Lecanemab (Leqembi, Eisai/Biogen, approved Jan 2023) and donanemab (Kisunla, Eli Lilly, approved Jul 2024) are the first two anti-amyloid monoclonal antibodies for Alzheimer's disease approved post-Aduhelm. Caliper analyzed the entire FDA Adverse Event Reporting System (FAERS) corpus for both drugs — 3,341 lecanemab reports and 2,028 donanemab reports — against a control population of 39,825 reports for legacy Alzheimer's drugs (donepezil and memantine). After standard pharmacovigilance disproportionality analysis (Proportional Reporting Ratio, Yates-corrected chi-square, Evans signal criteria), 21 adverse event types meet signal criteria and are NOT on the current FDA labels for either drug. Among these: hippocampal atrophy (PRR 14.8), cerebellar infarction (PRR 13.8), brain stem hemorrhage (PRR 10.4), Posterior Reversible Encephalopathy Syndrome (PRR 9.9), Guillain-Barré syndrome (PRR 7.4), aortic dissection (PRR 4.3), pancreatic carcinoma (PRR 3.7), and brain fog (PRR 4.6).
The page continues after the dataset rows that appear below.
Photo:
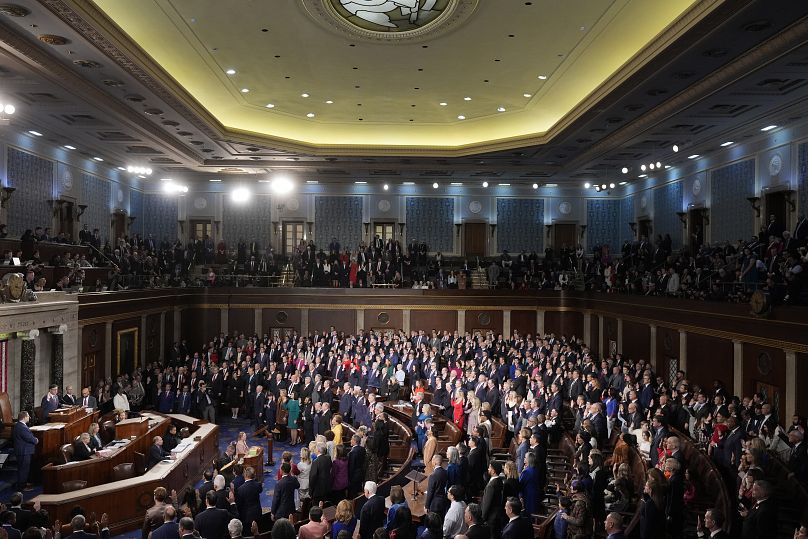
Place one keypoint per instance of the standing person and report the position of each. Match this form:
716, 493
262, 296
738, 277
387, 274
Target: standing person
24, 445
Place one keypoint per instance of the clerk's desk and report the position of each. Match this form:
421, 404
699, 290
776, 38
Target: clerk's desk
126, 501
64, 424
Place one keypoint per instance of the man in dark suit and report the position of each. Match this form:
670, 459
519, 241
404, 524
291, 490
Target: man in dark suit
212, 522
372, 514
320, 476
156, 452
50, 401
283, 501
760, 521
248, 498
436, 500
24, 445
474, 520
356, 463
492, 503
517, 526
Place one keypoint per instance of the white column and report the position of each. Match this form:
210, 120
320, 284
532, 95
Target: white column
737, 378
108, 350
259, 322
791, 383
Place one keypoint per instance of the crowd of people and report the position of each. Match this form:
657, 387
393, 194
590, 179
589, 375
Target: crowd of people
308, 389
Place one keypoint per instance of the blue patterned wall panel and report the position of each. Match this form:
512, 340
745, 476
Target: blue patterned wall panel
97, 193
602, 223
250, 221
136, 211
626, 217
668, 201
338, 217
520, 225
802, 178
731, 217
160, 216
33, 178
431, 220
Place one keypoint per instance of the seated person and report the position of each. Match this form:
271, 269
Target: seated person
82, 449
156, 452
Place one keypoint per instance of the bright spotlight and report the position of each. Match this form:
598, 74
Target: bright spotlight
282, 185
240, 195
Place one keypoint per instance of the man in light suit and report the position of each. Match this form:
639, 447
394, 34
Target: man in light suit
24, 445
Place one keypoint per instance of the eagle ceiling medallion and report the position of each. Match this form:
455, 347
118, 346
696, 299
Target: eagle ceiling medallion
389, 20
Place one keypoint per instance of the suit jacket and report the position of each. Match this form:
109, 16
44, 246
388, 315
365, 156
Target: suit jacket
283, 501
493, 503
436, 500
371, 516
24, 440
212, 523
519, 528
168, 530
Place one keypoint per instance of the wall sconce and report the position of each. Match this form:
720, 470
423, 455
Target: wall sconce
755, 206
6, 195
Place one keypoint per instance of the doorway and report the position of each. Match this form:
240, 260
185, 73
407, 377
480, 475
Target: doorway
695, 227
474, 240
776, 205
564, 235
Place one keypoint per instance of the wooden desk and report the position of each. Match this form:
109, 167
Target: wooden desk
126, 501
136, 426
98, 471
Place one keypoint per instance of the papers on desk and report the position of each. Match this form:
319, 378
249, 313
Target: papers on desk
48, 426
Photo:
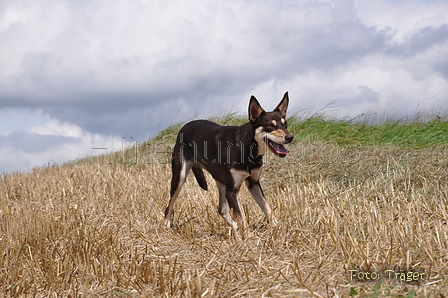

The two drugs are commonly discussed as a class. Caliper's head-to-head FAERS analysis shows they have materially different safety profiles:
| Adverse event | Lecanemab reports | Donanemab reports | Ratio (don/lec) |
|---|---|---|---|
| Anaphylactic shock | 0 | 18 | donanemab only |
| Infusion-related hypersensitivity | 0 | 22 | donanemab only |
| Hippocampal atrophy | 0 | 4 | donanemab only |
| White matter lesion | 0 | 5 | donanemab only |
| Flushing | 12 | 140 | 12× |
| Anaphylactic reaction | 6 | 36 | 6× |
| Chest discomfort | 8 | 47 | 6× |
This direct FAERS evidence corroborates the 2025 indirect-treatment-comparison literature (NeurologyLive) showing lecanemab has lower ARIA and ICH-related mortality risk than donanemab. Caliper's contribution: head-to-head observational extension into the hypersensitivity/anaphylaxis class specifically.